NATO oil supplies via Pakistan resume
05 September, 2013
PESHAWAR: Overland oil shipments to NATO troops in landlocked Afghanistan resumed through Pakistan on Wednesday under tighter security after a five-month suspension due to attacks, Pakistani officials said.
Pakistani contractors had stopped driving oil supplies from the port of Karachi on the Arabian Sea to the Torkham crossing on the Afghan border due to frequent attacks on their vehicles.
"We resumed these supplies from today after hiring the services of a private firm, which will provide security to our convoys from Karachi to Torkham," contractor Azad Khan Afridi told AFP.
He said contractors had suspended supplies after the government refused to provide them with extra security.

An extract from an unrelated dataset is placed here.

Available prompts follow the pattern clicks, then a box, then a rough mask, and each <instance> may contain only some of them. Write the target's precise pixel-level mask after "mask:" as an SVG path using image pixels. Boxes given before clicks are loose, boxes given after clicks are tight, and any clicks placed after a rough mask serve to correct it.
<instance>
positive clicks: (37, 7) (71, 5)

Four oil tankers on Wednesday crossed the border into Afghanistan, a senior Pakistani official later told AFP. He said it was the first delivery since March.

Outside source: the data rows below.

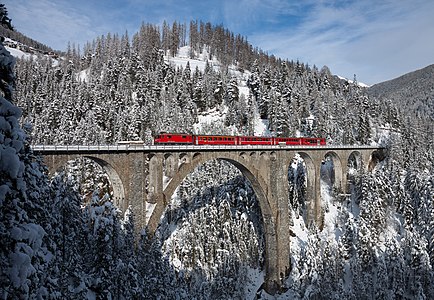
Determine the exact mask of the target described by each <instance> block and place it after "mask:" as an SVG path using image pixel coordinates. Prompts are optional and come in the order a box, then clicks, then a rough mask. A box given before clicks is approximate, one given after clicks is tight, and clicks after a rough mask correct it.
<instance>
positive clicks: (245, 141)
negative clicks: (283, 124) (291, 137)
mask: <svg viewBox="0 0 434 300" xmlns="http://www.w3.org/2000/svg"><path fill="white" fill-rule="evenodd" d="M238 144H239V145H274V138H272V137H262V136H240V137H239V143H238Z"/></svg>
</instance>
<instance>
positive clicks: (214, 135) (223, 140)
mask: <svg viewBox="0 0 434 300" xmlns="http://www.w3.org/2000/svg"><path fill="white" fill-rule="evenodd" d="M154 144H155V145H180V144H184V145H294V146H297V145H303V146H325V145H326V141H325V139H324V138H287V137H261V136H230V135H194V134H178V133H162V134H160V135H157V136H156V137H154Z"/></svg>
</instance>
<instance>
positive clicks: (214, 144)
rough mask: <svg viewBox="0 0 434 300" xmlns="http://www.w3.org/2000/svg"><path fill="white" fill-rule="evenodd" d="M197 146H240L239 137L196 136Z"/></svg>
mask: <svg viewBox="0 0 434 300" xmlns="http://www.w3.org/2000/svg"><path fill="white" fill-rule="evenodd" d="M193 143H194V144H195V145H238V137H236V136H229V135H195V136H193Z"/></svg>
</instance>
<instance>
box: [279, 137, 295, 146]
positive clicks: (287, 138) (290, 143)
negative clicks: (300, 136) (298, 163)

Paramilitary Frontier Corps troops also escorted the tankers to the border, Afridi said.
A local administration official, Miraj Khan, and a local intelligence official also confirmed resumption of supplies.

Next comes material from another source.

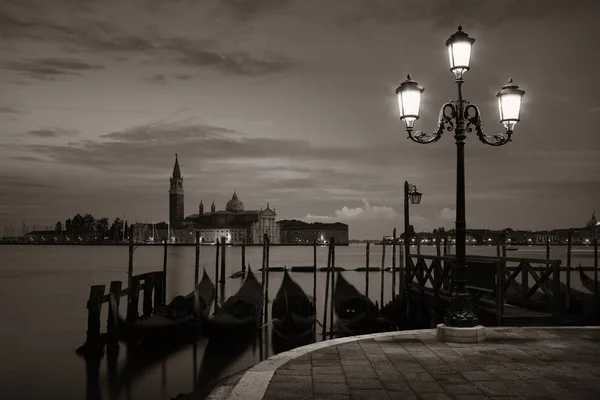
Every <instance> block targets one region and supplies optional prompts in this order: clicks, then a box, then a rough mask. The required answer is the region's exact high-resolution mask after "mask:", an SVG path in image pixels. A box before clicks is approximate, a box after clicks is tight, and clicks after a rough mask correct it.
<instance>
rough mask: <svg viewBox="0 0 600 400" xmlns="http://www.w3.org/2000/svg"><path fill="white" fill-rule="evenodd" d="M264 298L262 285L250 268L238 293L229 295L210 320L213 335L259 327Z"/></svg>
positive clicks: (210, 327) (213, 336) (209, 326)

From November 2011 to July 2012, Pakistan shut its Afghan border to all overland NATO traffic after botched US air raids killed 24 Pakistani troops.
The Salala attack resulted in a deterioration of relations between Pakistan and the United States. The Pakistani public reacted with protests all over the country and the government took measures adversely affecting the US exit strategy from Afghanistan, including the evacuation of Shamsi airfield and closure of the NATO supply line.
Pakistan and the United States have signed a deal allowing NATO convoys to travel into Afghanistan until the end of 2015.